The studies between genetic polymorphisms in the CYP1B1 gene and risk to a variety of cancers have focused on amino acid substitutions in exon 3, namely L432V and N453S. An association has been reported for the L432V polymorphism and risk for ovarian cancer (Goodman et al, 2001) and smoking-related head and neck squamous cell cancer (Ko et al, 2001). For breast cancer, while two studies (Bailey et al, 1998; De Vivo et al, 2002) failed to detect an association between L432V polymorphism and breast cancer risk in the Caucasian population, Zheng et al (2000) reported that the V allele of L432V increased breast cancer risk in Chinese women. Recently, Tanaka et al (2002) reported an association study between CYP1B1 polymorphisms and prostate cancer risk in a Japanese population that included 117 prostate cancer cases and 200 controls. They found an opposite trend in terms of association of the risk allele with prostate cancer. Within four nonsynonymous SNPs and an SNP in intron 1 (−13C/T) that they examined, only SNP +355G/T (A119S) was statistically different between cases and controls, with the T allele being the risk allele (32% in cases compared to 15% in controls). However, we did not observe significant differences between cases and controls when we analysed SNP +355G/T (A119S) individually (T allele frequency: 27% in sporadic cases, 31% in controls, and 30% in HPC probands). The discrepancy between our results and their studies may be due to different risks in different ethnic populations. However, the deviation from HWE in their control group makes their results difficult to interpret. Although there was no association between SNPs in exon 3 and prostate cancer risk in our study population, we observed an association between SNPs near or within exon 1. It would be interesting to use other study populations to test the association between prostate cancer risk and several SNPs implicated by our study, including −1001C/T, −263G/A, −13C/T, +142C/G (R48G), and +355G/T (A119S). This is particularly true for the haplotypes of these SNPs.

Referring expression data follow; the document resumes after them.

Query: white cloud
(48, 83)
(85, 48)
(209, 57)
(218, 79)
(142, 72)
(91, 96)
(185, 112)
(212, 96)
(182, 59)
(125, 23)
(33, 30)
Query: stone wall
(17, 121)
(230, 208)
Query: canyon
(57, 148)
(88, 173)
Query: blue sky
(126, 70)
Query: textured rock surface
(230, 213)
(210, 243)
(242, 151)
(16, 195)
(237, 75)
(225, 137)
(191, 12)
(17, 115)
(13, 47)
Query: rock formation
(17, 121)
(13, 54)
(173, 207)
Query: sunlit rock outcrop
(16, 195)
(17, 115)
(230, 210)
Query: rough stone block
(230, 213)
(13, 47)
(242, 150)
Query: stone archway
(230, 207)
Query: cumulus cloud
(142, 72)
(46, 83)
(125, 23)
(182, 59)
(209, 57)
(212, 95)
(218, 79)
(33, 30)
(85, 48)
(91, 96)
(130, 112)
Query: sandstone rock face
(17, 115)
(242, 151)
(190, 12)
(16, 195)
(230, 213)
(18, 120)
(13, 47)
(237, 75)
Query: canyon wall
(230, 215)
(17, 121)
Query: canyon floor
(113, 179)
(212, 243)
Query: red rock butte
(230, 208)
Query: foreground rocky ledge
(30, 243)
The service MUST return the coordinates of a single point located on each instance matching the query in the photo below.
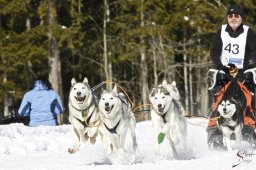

No association between SNPs in the CYP1B1 gene and the risk to hereditary prostate cancer was observed in this study, even though our study provided preliminary evidence for an association between CYP1B1 and sporadic prostate cancer risk. This result indicates that either CYP1B1 gene has no effect, or only plays a very minor role in familial aggregation of CaP. In fact, the power to detect a risk genotype in our hereditary prostate cancer population is limited when the genotype confers a low risk. For example, the power to detect a risk genotype that confers a relative risk of 1.8 to hereditary prostate cancer is only 70%, when the risk genotype is present in 50% of the control population. In addition, it is very likely that major susceptibility genes have a stronger effect in the hereditary families, which could mask the influence of minor genes.

In this study, we comprehensively studied the genetic variants of CYP1B1 and the risk to prostate cancer, providing preliminary evidence for an association between CYP1B1 haplotype and the risk to prostate cancer. Further studies with a larger sample size are needed to confirm our results.